Mme X., détachée sur un emploi fonctionnel depuis le 1er juillet 2015 pour une durée de cinq ans, a demandé au maire sortant, à l’approche du renouvellement du conseil municipal, de l’autoriser à prendre un congé spécial sur le fondement de l’article 99 de la loi du 26 janvier 1984, ce qui lui a été accordé par un arrêté daté du 15 avril 2020, prenant effet au 1er juin 2020. Cet arrêté a été retiré par le nouveau maire, par un arrêté du 28 juillet 2020, que Mme X. conteste aujourd’hui devant vous.
Après avoir, dans un premier temps, remis en cause les conditions autorisant Mme X. à bénéficier de ce congé spécial, accordé sur demande au fonctionnaire détaché sur un emploi fonctionnel dans les cinq ans précédant l’ouverture de ses droits à la retraite, le maire s’est finalement fondé, pour prendre l’arrêté du 28 juillet 2020 attaqué, sur l’unique motif tiré de l’incompétence de l’ancien maire pour prendre cette décision.

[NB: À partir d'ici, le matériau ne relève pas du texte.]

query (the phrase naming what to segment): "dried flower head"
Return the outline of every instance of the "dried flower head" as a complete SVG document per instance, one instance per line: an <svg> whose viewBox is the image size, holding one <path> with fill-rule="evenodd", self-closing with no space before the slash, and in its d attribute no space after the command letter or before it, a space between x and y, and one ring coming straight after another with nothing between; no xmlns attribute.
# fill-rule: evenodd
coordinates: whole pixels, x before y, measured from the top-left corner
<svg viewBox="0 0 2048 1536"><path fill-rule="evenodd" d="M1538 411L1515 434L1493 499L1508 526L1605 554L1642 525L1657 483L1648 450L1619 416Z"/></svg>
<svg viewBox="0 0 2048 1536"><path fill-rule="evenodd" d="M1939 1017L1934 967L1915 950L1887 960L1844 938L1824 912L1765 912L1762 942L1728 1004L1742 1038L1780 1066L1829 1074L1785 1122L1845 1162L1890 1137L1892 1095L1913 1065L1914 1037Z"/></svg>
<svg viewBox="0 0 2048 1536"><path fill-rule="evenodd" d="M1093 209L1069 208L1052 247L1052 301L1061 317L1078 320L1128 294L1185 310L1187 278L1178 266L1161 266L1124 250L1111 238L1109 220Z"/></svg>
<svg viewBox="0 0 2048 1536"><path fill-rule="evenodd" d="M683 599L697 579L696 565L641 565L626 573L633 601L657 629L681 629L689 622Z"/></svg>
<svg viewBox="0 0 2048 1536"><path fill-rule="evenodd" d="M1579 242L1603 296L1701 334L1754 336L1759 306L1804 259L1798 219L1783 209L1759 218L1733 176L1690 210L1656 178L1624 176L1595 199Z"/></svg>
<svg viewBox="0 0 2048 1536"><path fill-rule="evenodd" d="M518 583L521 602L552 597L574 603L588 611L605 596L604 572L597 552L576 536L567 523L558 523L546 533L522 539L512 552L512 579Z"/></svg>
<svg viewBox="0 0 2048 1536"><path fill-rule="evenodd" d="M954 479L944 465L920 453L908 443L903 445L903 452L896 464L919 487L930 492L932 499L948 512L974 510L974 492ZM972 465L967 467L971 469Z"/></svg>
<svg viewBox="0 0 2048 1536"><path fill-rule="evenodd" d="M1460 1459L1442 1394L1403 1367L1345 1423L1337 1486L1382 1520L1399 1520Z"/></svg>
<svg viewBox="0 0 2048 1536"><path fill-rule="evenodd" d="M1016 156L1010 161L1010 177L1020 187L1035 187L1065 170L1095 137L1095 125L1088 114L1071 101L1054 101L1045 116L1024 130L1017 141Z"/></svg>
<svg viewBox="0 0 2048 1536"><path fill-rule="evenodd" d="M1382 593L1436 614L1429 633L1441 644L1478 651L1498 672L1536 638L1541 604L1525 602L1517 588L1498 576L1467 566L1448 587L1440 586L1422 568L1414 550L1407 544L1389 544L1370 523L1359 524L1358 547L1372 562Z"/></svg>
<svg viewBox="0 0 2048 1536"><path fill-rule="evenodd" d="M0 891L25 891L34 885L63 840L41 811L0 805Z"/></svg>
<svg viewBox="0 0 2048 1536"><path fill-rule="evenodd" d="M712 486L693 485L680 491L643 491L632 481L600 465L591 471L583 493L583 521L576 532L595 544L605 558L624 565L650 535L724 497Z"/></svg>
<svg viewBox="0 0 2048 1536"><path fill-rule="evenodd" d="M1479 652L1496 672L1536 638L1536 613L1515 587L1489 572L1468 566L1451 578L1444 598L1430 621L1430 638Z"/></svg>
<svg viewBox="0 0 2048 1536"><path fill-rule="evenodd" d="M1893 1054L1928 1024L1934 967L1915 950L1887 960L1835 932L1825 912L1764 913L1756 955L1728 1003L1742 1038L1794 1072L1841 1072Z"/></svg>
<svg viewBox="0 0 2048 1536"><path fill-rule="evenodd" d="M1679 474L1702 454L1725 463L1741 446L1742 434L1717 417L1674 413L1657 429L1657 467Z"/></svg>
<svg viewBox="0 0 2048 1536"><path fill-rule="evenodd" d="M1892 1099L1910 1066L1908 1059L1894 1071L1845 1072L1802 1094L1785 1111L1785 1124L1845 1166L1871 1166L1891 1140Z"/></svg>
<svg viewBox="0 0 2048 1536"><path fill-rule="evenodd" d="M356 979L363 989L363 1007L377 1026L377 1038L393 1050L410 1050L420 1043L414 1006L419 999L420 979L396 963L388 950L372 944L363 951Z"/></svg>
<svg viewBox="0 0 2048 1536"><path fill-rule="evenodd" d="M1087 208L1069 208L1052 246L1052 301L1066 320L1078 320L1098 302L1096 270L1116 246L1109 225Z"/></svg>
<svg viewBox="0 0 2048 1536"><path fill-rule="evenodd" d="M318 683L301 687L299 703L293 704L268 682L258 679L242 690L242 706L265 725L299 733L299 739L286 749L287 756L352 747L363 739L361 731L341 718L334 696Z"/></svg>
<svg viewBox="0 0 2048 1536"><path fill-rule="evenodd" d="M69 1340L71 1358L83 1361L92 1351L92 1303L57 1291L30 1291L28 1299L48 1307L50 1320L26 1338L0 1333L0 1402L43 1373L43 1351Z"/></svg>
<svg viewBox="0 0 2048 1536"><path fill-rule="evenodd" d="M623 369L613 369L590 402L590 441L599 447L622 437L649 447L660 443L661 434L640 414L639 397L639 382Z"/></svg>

La décision se fonde toutefois – de manière erronée – sur les dispositions de l’article L. 5211- 8 du code général des collectivités territoriales, applicables aux seuls syndicats de communes et au cas de l’annulation d’un scrutin, mais aussi plus généralement sur le principe selon lequel « entre deux tours des élections municipales, dans l’attente de l’installation des nouveaux élus, l’autorité désinvestie ne peut que prendre des décisions relevant de la gestion des affaires courantes » (sic).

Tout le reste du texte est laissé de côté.